Infatti, contrariamente a quanto comunemente si pensa, il genotipo grano antico o grano moderno risulta importante solo nel determinare l’aspetto e la consistenza della crosta e della mollica. L’effetto principale sull’alveolatura e sull’odore viene dall’agente lievitante (lievito di birra o pasta madre), mentre la cottura (forno a legna o a gas) ha un ruolo marginale. Sono quindi le tecniche di lavorazione della granella e degli impasti a rendere di fatto il pane veramente profumato e gustoso.
I ricercatori del Crea hanno utilizzato due varietà di grano duro: una antica con taglia alta e bassissimo indice di glutine e l’altra moderna con taglia bassa e alto indice di glutine. La granella ottenuta è stata quindi macinata con due diverse tecniche, lievitata con due diversi agenti e infine è stata cotta in due diversi tipi di forno, fino ad ottenere 16 tipologie differenti di pani, di cui sono stati analizzatigli odori, il contenuto proteico, l’indice di glutine, le ceneri, le fibre solubili e insolubili, il colore, il sapore, la consistenza della mollica, l’alveolatura, insieme ad una valutazione sensoriale dei pani.

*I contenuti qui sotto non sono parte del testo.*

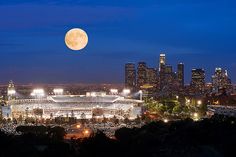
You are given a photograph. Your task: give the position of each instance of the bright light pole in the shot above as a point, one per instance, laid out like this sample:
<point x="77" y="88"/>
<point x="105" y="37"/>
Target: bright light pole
<point x="140" y="95"/>
<point x="126" y="91"/>
<point x="38" y="93"/>
<point x="58" y="91"/>
<point x="114" y="91"/>
<point x="199" y="102"/>
<point x="177" y="97"/>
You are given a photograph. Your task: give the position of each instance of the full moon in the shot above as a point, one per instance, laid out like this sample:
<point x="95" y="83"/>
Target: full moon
<point x="76" y="39"/>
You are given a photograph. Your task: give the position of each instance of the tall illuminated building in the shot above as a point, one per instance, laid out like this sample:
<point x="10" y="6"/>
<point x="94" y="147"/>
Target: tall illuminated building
<point x="162" y="64"/>
<point x="180" y="74"/>
<point x="130" y="76"/>
<point x="11" y="92"/>
<point x="220" y="81"/>
<point x="142" y="74"/>
<point x="198" y="80"/>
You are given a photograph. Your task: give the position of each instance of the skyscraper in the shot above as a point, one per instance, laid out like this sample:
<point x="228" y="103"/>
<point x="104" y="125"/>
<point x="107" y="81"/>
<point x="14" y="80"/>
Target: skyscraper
<point x="220" y="80"/>
<point x="180" y="74"/>
<point x="198" y="80"/>
<point x="152" y="77"/>
<point x="162" y="63"/>
<point x="130" y="76"/>
<point x="142" y="74"/>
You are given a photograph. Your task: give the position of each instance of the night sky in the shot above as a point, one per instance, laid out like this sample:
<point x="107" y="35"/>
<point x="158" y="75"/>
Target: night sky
<point x="200" y="33"/>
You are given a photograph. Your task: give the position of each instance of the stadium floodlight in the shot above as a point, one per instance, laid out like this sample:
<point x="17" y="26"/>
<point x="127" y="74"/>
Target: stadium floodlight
<point x="114" y="91"/>
<point x="140" y="94"/>
<point x="166" y="120"/>
<point x="58" y="91"/>
<point x="86" y="131"/>
<point x="199" y="102"/>
<point x="126" y="91"/>
<point x="38" y="93"/>
<point x="11" y="92"/>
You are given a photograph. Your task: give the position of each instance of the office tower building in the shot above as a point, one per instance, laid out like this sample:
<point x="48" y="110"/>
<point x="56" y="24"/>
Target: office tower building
<point x="142" y="74"/>
<point x="198" y="80"/>
<point x="220" y="81"/>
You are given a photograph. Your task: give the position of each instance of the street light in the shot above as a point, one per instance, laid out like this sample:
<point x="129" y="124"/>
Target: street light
<point x="78" y="126"/>
<point x="141" y="95"/>
<point x="114" y="91"/>
<point x="177" y="97"/>
<point x="58" y="91"/>
<point x="199" y="102"/>
<point x="166" y="120"/>
<point x="11" y="92"/>
<point x="38" y="93"/>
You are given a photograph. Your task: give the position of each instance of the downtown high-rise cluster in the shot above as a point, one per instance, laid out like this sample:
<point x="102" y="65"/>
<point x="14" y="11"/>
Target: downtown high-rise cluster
<point x="164" y="81"/>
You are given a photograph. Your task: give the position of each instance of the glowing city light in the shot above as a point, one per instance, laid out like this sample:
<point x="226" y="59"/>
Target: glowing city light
<point x="114" y="91"/>
<point x="126" y="91"/>
<point x="58" y="91"/>
<point x="166" y="120"/>
<point x="38" y="93"/>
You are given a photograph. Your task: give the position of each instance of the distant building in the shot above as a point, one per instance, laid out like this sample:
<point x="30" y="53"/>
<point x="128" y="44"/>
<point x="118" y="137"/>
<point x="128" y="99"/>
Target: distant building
<point x="142" y="74"/>
<point x="198" y="80"/>
<point x="180" y="74"/>
<point x="162" y="64"/>
<point x="130" y="76"/>
<point x="152" y="77"/>
<point x="220" y="81"/>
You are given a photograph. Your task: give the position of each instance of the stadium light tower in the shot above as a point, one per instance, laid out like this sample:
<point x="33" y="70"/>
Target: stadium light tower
<point x="114" y="91"/>
<point x="58" y="91"/>
<point x="126" y="91"/>
<point x="38" y="93"/>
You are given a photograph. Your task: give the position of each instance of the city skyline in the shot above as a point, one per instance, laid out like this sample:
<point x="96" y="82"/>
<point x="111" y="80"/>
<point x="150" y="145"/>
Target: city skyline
<point x="32" y="46"/>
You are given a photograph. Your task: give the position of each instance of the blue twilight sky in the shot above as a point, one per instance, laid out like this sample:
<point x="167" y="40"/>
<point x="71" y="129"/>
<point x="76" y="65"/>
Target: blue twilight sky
<point x="200" y="33"/>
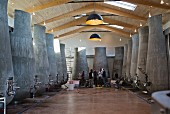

Secondo il Crea, lo studio potrebbe avere ricadute dirette per l’industria di trasformazione (panifici, pastifici, industria dei dolci) consentendo lo sviluppo di nuovi prodotti con caratteristiche sensoriali ben precise ma soprattutto offre al consumatore uno strumento per operare delle scelte più consapevoli e, magari anche economicamente più convenienti, sottraendosi all’influenza di mode alimentari spesso dettate da disinformazione.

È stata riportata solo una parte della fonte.